Woolworths plainly has the power to subvert good government and independent processes and has done this repeatedly around Australia. It has refused pleas to stop this development, shrugged off criticism, made false claims about consultations with local communities and aggressively asserted it was acting in the public interest. Its host of claims of economic and employment benefits were not assessed against the likely external (health, social and welfare) costs, which will inevitably be borne by taxpayers.
Woolworths didn’t adopt the usual bully-boy tactics of powerful business interests, but it did employ the tactic of those with deep pockets and sought to outlast its opponents. But it was met with staunch opposition, backed by the well-resourced Foundation for Alcohol Research and Education.
This Dan Murphy’s booze barn has long been opposed by public health, community and Indigenous groups. And for good reasons and without fully canvassing them here, it’s sufficient to say one doesn’t have to be Einstein to see the likely impact of an outlet this size placed near a number of ‘dry’ Aboriginal communities. The very public campaign of opposition by these groups has made this a national issue and Woolworths’ reputation is clearly on the line. Difficult questions at Woolworths’ AGM, excoriating opinion pieces in the quality press and a petition with more than 135,000 names does that.
Big companies value their reputations and invest heavily in protecting them, because bad acts and a loss of reputation can be costly to the bottom line. Witness the disaster for Rio Tinto that has followed the destruction of Aboriginal heritage sites at Juukan Gorge in the Pilbara. The chief executive has lost his job and a Commonwealth parliamentary inquiry has recommended multi-million dollar compensation payments.
The question is, will this Darwin Dan Murphy’s be Woolworths’ Juukan Gorge moment?
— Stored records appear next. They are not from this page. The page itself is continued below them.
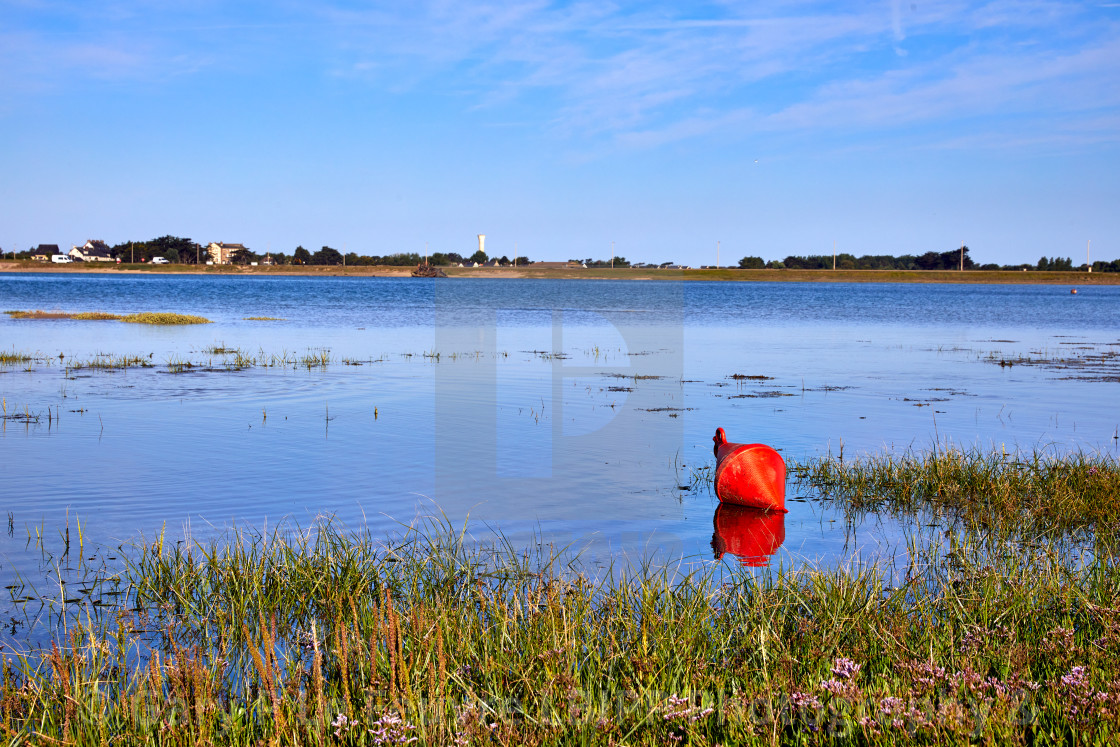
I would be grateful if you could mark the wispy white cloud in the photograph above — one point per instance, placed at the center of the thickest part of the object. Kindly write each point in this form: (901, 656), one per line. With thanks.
(634, 75)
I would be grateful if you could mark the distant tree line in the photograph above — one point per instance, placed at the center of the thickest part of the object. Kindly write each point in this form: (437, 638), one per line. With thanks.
(185, 251)
(950, 260)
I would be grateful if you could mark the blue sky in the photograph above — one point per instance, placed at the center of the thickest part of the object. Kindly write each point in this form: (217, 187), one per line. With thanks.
(557, 128)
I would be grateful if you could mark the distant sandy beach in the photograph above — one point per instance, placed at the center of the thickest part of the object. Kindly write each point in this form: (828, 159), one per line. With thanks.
(1072, 279)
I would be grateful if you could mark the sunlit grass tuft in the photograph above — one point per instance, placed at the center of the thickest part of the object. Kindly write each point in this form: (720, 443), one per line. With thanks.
(164, 318)
(332, 636)
(1024, 492)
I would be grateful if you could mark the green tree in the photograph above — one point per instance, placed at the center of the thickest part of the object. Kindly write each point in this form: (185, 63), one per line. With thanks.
(327, 255)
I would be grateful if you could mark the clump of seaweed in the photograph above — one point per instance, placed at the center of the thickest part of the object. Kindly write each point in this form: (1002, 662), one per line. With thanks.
(1027, 493)
(145, 317)
(337, 637)
(164, 318)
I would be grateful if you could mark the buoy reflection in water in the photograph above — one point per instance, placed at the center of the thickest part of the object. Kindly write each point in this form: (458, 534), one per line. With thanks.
(750, 534)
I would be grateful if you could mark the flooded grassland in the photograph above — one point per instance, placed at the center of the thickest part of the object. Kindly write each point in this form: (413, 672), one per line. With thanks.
(212, 521)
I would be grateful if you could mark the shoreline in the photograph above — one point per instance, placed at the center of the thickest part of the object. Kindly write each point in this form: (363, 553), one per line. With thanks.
(969, 277)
There is every reason to believe so.
Woolworths has been playing the long game. It has taken every defeat in its stride and simply pressed on, seemingly knowing the government would ultimately shepherd this through for them. And ultimately Gunner delivered.
However, as community opposition has grown the retailer’s persistence has been seen as arrogant. Its 11th hour move, the announcement of an independent review into the failings of its consultation processes, was a typical big business ploy well versed in offering titbits to decision-makers.
At this point there seems to be no reason for Woolworths to fold. It has the approval it so desperately wanted, the ‘independent review’ will amount to not very much and opponents will no doubt be characterised as a bunch hand-wringing do-gooders! But at what cost?
When trust in government has been at an all-time low, it’s mystifying why the Gunner Government chose to undo its good work and reputation on stopping alcohol harm in the NT with this egregious act of bad governance. The economic arguments were predictable, but they were weak. It is more likely that Australia’s cultural embrace of alcohol explains why a good government would prostitute itself in this way and tragically at the expense of Australia’s most marginalised community – Indigenous people.
In the interest of the Gunner Government Mr Timney should have refused the Woolworths’ application and saved the government from itself. That would be a good thing for both the government and Woolworths.
It remains to be seen if the Woolworths board will show some heart and say no to Dan Murphy.